Although making up the difference over the long term is acceptable for calculating the profitability of a solar farm, it is of little use when investigating if an individual solar panel can power a cooking device at a specific time. If a battery is used in the cooking system, daily data become applicable. Viewed on an hour of day (Figure 11) or daily basis (Figure 8), none of the satellite-derived GHI databases largely outperform the others. In any one hour, one will be more accurate than the others, but there is no consistency as to which one this is.

The location dependence of GHI databases’ accuracy means that superior precision at one site (or a small number of sites) cannot be taken as a guide for East Africa or one country there as a whole. Ground-based measurements (e.g., for one year) are necessary to select the more accurate GHI satellite database at each specific location. It is hoped the next steps in the MECS project will include setting up a ground station in the region.

If it was known which clear sky model performs best in each climate, it would be possible to select a satellite GHI database appropriately. This would overcome the problem that GHI satellite databases are used where there are no ground measurements, but ground measurements are needed to choose the most accurate GHI satellite database. Only one study has investigated this [35]. However, here, the 29 Köppen zones are simplified into five. This is not enough because Kenya is arid and REST2 is reported as the best, but this has not been found to be so at all sites in this study.

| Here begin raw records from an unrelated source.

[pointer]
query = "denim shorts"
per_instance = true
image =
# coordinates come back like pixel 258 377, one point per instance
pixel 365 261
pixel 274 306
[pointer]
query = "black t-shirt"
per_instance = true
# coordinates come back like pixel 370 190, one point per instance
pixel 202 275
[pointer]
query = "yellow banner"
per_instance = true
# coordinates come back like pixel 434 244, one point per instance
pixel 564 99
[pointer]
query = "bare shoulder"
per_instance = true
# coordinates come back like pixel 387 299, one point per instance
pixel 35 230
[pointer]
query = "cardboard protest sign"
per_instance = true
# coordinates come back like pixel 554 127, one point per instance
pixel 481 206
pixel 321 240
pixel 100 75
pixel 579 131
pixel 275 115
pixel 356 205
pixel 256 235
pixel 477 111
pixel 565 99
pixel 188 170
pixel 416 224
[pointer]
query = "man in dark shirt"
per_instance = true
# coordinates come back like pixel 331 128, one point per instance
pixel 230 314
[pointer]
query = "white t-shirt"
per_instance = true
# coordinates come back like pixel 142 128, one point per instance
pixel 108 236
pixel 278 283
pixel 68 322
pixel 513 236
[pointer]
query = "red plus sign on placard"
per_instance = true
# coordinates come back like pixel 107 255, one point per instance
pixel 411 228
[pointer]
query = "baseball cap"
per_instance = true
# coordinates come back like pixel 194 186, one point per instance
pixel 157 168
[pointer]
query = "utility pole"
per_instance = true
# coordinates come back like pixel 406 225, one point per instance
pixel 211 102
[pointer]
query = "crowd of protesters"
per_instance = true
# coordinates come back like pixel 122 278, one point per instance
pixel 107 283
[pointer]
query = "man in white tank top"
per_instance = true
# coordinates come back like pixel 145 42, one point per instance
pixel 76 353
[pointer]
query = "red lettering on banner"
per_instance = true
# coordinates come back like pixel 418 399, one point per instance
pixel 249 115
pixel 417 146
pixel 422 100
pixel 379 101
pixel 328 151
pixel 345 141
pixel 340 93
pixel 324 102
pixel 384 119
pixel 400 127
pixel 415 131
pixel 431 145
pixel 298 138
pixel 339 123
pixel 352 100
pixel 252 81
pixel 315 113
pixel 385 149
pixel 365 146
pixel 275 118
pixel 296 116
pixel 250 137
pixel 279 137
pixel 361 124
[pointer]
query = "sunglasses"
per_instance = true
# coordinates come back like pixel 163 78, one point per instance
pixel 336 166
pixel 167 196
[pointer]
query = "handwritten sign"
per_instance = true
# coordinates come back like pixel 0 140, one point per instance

Our specific recommendations are as follows. (1) The CAMS model generally gives suitable results in East Africa; (2) nevertheless, some leeway (e.g., 10%) should be allowed for variation and uncertainty in the results. (3) PMCC and other trendline analyses which maintain the relationship between successive values have proved to be helpful in interpreting solar time series.

Finally, the goal of this research was to establish which satellite-derived solar irradiance dataset is the most suitable for simulating PV yield in East Africa. The initial findings presented here suggest that all four databases reviewed are suitable for this task. Future work will include comparing modelled PV output based on GHI satellite datasets to actual output. This may further enhance our understanding of suitability.